6. Charging the demand side
Fees on marketplaces are typically applied to the supply side, i.e. the merchant is charged for offering and selling his or her products and services. However, sometimes the opposite strategy can make sense too. The gravity of ‘which transaction side has the money’ dictates how monetisation works best. This is how Care.com summarises its mission and business model. Another example of charging the demand side would be Takeaway.com charging an extra fee to its users for online payments. This is rare, as most marketplaces see value in having users pay online and, not to discourage the demand side, push the costs of payment onto suppliers. Takeaway.com charging EUR 1.22 for credit card payments. However, it might make a huge difference in perception and thus in conversion rates, whether you ask the seller to pay you from the money they receive, or the buyer to pay you in addition to what they pay to the seller.

7. Payments
Enabling payments between parties to happen on a transactional marketplace is a great way to increase stickiness and offer a smooth experience. This is especially the case when the marketplace becomes a net payer, i.e. the pay-outs from the marketplace to the supplier are higher than the fees that need to be paid by the supplier or, put differently, when the %-age of payments processed is higher than the effective take-rate. However, offering payments can also be a good monetisation strategy.

8. Pay-per-lead
If transactions happen outside of the platform, the pay-per-lead model might sometimes be the right one, as outlined in the post by Boris about Thumbtack. The most effective way in which I have seen it executed was when vendors can browse a list of potential customer job requests on a marketplace for free, but if they want to access the contact details of customers, they have to pay a fee per contact or introduction. If individual transactions are relatively small it might make sense for the platform to offer a credits system to its users in which they pre-pay usage and then spend the credits on specific services within the platform.

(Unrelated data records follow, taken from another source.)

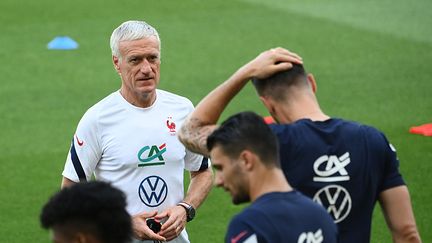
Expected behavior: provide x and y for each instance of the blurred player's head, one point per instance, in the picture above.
(131, 30)
(240, 141)
(285, 88)
(92, 212)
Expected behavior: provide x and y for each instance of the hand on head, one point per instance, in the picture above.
(272, 61)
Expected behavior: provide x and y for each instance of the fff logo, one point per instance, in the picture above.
(152, 155)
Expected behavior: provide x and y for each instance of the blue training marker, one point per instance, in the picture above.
(62, 43)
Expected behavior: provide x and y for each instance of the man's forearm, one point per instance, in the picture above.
(199, 187)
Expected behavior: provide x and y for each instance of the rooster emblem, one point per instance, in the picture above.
(171, 125)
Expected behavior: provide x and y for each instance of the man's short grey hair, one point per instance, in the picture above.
(131, 30)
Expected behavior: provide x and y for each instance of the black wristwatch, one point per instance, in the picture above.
(190, 211)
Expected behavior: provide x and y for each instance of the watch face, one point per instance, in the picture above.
(191, 213)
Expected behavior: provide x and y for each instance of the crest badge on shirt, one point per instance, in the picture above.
(171, 125)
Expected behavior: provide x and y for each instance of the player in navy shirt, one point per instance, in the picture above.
(244, 153)
(345, 166)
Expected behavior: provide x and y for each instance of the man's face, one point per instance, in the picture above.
(230, 176)
(139, 68)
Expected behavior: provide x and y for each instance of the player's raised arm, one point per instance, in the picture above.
(202, 121)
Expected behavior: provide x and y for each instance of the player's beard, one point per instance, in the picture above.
(241, 193)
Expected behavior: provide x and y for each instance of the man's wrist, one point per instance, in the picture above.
(190, 210)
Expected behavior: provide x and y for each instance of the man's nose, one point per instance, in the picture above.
(145, 66)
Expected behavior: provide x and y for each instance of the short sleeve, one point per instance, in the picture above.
(240, 232)
(392, 176)
(85, 151)
(196, 162)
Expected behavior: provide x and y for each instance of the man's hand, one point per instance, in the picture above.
(270, 62)
(175, 223)
(141, 230)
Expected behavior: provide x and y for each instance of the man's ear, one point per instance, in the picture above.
(116, 61)
(268, 103)
(247, 159)
(312, 82)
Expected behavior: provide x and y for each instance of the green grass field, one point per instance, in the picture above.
(371, 61)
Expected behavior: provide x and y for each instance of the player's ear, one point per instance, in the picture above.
(312, 82)
(116, 61)
(268, 103)
(247, 159)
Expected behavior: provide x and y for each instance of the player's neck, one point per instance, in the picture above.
(143, 101)
(270, 180)
(306, 109)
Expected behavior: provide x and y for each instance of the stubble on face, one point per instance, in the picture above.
(139, 68)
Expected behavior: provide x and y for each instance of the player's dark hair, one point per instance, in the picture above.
(93, 207)
(277, 85)
(246, 131)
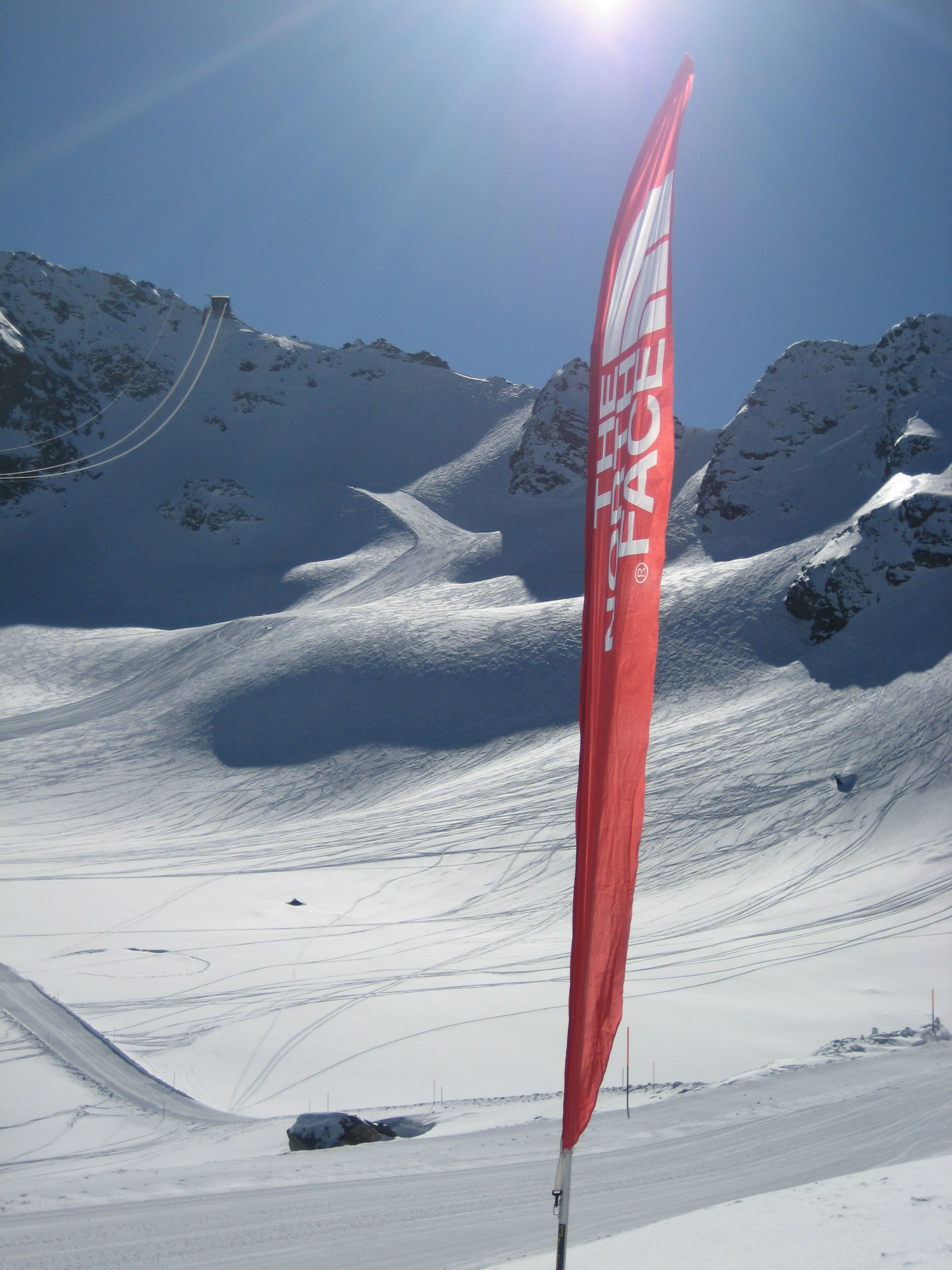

9. Additional products and services
Once a marketplace have a large pool of participants, it might be wise to offer them further products. These further services do not only offer additional monetisation opportunities, but also increase the perception of the breadth of the value a marketplace can provide and thus improve customer experience and increase loyalty. For other marketplaces, ads can be a nice additional revenue stream and even Amazon is experimenting with ads.